I'm at the top of the subway stairs. I check my clock.  2:39.  Less than one minute to get stroller holding sleeping baby down stairs and down another set of stairs to platform.  Right.  I arrive at platform at 2:41.  Thankfully the train is a little late.  Four minutes until next train to North Sydney.

The train ride is a welcome rest.  But here comes the hard part.  I exit the train, ride the elevator up to ground level, get my bearings, and start moving.  Running.  Uphill, like I said, for about half a mile, pushing the sleeping baby.  Might not sound like much for some, but for this mommy whose only workout in recent history has been chasing young children around the house, it was quite a daunting challenge.

While running, I get a call from Tim who informs me that we have missed several calls from Maria's teacher throughout the afternoon.  Maria has vomited twice at school.  Could we please come pick her up? On my way!

 I arrive at the top of the hill, literally dripping with sweat, and make my way to the school, where other parents are also arriving to collect their children.  There is pitiful little schoolgirl Maria, being held by the teacher.  I apologize for being unreachable, as we are just learning how to use our new Australian cell phones...  I don't even know my own phone number!  I lift Anne out of the stroller and Maria climbs in, explaining that she threw up today at school and she rested on the cot in Ms. Alex's office.

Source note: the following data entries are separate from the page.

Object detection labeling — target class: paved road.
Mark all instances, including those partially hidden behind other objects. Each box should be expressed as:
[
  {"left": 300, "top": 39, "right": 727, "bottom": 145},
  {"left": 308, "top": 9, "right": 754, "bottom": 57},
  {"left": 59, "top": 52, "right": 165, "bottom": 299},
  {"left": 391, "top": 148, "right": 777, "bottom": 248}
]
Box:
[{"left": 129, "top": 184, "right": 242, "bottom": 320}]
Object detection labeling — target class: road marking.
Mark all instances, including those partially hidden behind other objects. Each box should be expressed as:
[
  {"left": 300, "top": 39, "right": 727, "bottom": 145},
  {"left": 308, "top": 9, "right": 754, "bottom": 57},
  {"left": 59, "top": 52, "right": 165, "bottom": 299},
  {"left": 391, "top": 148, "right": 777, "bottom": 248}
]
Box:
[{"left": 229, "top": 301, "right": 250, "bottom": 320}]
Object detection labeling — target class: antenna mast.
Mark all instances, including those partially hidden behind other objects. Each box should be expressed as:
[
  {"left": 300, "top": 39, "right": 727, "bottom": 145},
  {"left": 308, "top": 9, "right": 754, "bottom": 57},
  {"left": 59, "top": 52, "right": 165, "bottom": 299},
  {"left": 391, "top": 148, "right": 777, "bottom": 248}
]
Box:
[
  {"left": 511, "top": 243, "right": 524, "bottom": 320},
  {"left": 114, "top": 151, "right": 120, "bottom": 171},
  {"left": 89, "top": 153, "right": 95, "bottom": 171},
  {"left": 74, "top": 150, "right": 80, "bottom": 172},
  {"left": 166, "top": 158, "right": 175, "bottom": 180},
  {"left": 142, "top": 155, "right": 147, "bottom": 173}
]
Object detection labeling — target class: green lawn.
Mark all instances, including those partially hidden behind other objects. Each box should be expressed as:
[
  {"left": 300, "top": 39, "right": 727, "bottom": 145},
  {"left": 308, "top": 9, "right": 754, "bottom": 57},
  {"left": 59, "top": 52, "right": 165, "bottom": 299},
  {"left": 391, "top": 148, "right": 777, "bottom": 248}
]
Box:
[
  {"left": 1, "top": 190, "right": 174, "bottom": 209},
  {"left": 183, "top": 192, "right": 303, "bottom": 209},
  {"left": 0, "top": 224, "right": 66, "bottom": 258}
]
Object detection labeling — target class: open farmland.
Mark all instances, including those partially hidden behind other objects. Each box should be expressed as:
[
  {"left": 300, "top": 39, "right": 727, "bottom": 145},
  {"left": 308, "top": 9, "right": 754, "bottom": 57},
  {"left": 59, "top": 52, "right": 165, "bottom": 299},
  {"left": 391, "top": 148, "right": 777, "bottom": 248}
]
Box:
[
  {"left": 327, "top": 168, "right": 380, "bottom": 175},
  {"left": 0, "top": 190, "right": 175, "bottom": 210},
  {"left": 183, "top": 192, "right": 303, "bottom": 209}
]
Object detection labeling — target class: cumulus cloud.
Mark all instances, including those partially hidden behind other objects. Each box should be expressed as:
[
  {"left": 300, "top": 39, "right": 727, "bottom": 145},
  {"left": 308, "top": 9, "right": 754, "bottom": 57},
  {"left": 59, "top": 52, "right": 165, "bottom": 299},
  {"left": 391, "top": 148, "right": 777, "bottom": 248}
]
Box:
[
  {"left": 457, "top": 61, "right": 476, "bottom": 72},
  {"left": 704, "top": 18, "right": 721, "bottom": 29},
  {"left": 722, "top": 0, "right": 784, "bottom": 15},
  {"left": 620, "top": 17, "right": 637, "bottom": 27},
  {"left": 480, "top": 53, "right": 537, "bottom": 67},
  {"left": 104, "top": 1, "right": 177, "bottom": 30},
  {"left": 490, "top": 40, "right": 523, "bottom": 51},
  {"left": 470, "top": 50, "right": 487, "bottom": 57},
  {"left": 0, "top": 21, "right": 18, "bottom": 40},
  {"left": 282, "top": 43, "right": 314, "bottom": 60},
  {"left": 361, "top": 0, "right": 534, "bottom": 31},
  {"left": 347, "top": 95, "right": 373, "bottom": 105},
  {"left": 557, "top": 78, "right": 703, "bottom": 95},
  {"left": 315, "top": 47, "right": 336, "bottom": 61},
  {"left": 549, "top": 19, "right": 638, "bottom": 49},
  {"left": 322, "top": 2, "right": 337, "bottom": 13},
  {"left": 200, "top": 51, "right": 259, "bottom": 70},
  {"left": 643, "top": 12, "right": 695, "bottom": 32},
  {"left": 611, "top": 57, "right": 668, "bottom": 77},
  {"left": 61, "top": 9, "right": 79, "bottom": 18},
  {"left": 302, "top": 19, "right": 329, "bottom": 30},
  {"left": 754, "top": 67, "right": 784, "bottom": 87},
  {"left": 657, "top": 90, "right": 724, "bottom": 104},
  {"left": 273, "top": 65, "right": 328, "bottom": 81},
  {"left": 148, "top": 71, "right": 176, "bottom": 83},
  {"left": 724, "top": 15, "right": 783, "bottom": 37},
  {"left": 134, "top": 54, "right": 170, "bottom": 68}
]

Thankfully, I have a new friend whose children also go to St. Andrew's with our big kids.  I called her, now knowing that I would not reach Rachel by 3:15, to see if she could wait with Rachel until my arrival. She agreed. Also thankfully, the walk back to the train station is obviously downhill, so I strapped baby in my wonderful Moby wrap, and guided the stroller down the hill.

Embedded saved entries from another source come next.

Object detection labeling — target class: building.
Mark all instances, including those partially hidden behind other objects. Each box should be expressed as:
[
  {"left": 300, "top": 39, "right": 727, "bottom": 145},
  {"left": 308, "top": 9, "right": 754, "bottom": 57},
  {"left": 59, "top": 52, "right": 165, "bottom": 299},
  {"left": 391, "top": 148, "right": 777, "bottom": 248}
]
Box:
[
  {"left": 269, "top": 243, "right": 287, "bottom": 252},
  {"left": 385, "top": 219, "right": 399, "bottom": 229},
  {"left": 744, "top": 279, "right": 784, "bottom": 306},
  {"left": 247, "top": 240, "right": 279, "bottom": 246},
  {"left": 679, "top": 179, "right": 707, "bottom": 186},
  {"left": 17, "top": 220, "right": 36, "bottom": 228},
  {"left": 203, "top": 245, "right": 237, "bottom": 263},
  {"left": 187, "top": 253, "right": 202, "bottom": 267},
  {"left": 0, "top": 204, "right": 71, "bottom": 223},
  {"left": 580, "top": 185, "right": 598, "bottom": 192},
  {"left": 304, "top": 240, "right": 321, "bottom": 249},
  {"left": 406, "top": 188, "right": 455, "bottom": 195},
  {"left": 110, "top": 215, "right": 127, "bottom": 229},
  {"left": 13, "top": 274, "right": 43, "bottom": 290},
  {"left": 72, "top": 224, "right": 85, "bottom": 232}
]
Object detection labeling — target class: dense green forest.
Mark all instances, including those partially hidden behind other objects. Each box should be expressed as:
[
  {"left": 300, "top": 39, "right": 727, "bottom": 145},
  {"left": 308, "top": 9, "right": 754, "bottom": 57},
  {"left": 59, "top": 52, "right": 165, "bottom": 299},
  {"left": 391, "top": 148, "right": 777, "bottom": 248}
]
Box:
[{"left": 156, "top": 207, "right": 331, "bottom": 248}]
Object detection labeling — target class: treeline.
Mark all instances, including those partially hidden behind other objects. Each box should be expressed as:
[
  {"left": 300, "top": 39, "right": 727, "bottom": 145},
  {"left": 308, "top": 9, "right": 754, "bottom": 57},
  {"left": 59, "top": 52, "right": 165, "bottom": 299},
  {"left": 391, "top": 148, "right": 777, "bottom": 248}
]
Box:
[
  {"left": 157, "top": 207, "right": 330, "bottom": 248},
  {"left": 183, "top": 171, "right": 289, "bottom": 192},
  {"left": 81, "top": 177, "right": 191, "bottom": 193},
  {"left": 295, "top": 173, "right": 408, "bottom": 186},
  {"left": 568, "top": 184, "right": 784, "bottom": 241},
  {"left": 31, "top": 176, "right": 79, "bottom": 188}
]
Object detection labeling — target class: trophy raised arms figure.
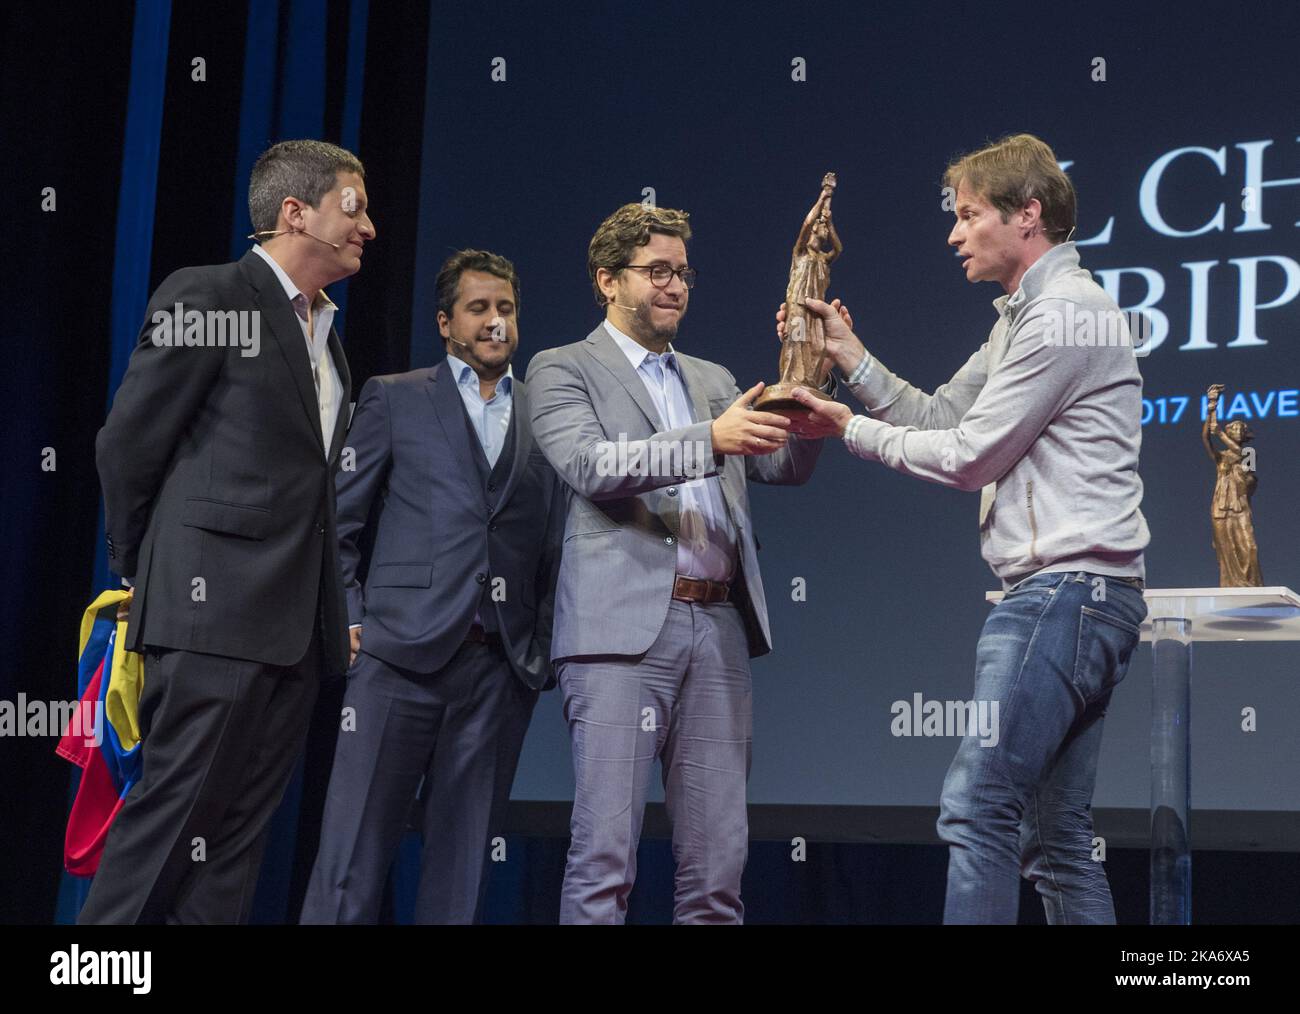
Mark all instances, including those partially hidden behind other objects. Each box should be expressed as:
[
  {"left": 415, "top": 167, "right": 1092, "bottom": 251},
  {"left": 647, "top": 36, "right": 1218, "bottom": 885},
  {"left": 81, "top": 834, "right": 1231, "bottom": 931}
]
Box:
[
  {"left": 1203, "top": 383, "right": 1263, "bottom": 586},
  {"left": 756, "top": 172, "right": 842, "bottom": 415}
]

We boarded a particularly and unusually hot and stinky-like-urine train bound for Town Hall station.  Maria stayed in her stroller for the ride and baby continued to sleep. About two minutes before our third and final stop, Maria said her tummy wasn't feeling so good and she might need to throw up again. Mmmm.  What to do? 

I push the stroller to the doors. The train stops.  Maria chucks.  The doors open.  Maria is still chucking.  A poor, kind gentleman offers to assist me across the gap to the platform and reaches out, grabbing the very spot on the stroller footrest where Maria's vomit had landed.  I hear myself saying, "I'm so sorry.  I'm so sorry.  Thank you.  Thank you."  I can't bear to look at his face!

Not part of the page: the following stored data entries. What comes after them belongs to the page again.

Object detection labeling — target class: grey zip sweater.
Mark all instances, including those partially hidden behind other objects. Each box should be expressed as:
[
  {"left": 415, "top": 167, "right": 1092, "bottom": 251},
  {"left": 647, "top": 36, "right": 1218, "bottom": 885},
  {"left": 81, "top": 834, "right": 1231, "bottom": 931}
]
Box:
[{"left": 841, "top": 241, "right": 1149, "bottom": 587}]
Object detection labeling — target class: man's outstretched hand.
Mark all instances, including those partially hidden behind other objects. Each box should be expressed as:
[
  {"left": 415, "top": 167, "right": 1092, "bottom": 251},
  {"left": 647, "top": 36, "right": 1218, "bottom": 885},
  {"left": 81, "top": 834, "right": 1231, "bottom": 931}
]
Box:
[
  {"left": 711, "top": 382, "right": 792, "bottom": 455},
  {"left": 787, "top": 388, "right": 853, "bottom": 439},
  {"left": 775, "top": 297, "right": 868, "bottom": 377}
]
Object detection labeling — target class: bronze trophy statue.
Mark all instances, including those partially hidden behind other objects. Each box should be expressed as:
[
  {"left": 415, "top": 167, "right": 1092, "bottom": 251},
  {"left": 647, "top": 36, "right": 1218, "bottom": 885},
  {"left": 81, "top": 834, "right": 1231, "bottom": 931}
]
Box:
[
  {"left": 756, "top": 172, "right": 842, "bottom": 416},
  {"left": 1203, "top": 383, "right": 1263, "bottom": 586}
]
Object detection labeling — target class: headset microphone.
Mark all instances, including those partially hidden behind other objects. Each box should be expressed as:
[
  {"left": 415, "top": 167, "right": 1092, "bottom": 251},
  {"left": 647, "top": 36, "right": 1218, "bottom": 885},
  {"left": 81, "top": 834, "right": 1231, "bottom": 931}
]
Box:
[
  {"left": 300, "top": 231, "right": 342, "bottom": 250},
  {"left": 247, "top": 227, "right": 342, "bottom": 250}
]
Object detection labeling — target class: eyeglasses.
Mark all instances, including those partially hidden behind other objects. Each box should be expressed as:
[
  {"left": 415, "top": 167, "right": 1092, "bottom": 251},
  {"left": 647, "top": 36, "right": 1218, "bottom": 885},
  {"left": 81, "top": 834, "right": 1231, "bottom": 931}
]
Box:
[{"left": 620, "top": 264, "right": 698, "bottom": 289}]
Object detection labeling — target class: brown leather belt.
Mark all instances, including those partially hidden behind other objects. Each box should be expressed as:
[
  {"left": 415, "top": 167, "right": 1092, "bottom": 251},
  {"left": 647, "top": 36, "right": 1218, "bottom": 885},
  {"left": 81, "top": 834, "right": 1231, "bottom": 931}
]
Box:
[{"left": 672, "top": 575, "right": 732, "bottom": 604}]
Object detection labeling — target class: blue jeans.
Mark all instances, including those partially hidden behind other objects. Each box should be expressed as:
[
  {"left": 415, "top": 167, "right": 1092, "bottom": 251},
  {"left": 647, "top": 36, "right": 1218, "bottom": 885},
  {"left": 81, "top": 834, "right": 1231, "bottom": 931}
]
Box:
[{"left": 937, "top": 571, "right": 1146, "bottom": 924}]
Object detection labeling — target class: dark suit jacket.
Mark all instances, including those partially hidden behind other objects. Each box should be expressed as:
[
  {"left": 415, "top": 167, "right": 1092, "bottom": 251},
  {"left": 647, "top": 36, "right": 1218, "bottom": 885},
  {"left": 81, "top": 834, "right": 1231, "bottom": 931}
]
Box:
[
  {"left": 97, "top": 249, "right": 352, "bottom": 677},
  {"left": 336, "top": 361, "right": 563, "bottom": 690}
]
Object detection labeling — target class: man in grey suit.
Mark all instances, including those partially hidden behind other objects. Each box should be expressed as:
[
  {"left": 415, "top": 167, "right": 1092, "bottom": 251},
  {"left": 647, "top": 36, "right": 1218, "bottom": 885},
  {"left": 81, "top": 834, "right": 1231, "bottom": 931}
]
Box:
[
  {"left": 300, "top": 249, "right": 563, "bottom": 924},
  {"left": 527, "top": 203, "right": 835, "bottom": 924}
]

The crowds clear.  Maria has one more bit of vomit there on the platform.  Poor girl.  At this point, she doesn't really have much left in her stomach, which minimizes the mess, at least.  Can't find the elevator, so Maria walks barefoot up the steps (guess the shoes got messy during the first vomiting episode at school), while I carry the stroller (and baby who is still peaceful in wrap).

We find Rachel, playing with Johanna, and her mother, waiting for us outside of the school.  Rachel had a fun first day, though she's not sure of her teacher's name, and she's ready to go home.  So off we go, making the two block, 10-minute (at Rachel's pace) walk to the apartment.  As we arrive at World Tower, baby begins to cry, but we have one last excruciating errand: pick up Wesley's school jacket from the alterations shop in the bottom of the tower.

That task done, we finally make the 76-floor elevator ride and arrive to the cool and quiet of our home, my shirt and baby's clothing completely soaked with my sweat.  Phew.  I am shaking with exhaustion.

"Mommy, I just poo-pooed in my pants."  Oh, yes.  Maria's sick tummy provides expulsion out both ends. Let the good times roll.  Holding a now quite irritated baby who is waiting for her snack, I help Maria remove very soiled clothing.  I nurse Anne while Maria visits the toilet.  Then, Maria and I manage to both get showers after our dirty day, and all four girls plop in front of Australian tv for kids, channel 22.  Phew.

Only way I managed this day, only way a baby peacefully sleeps through two hours of a running, sweating, helping-a-sick-sister mommy, only way I don't blow my top through the tremendous circumstances of Monday, January 30... God's strength did it.   No chance I could claim that my own hand has saved me today.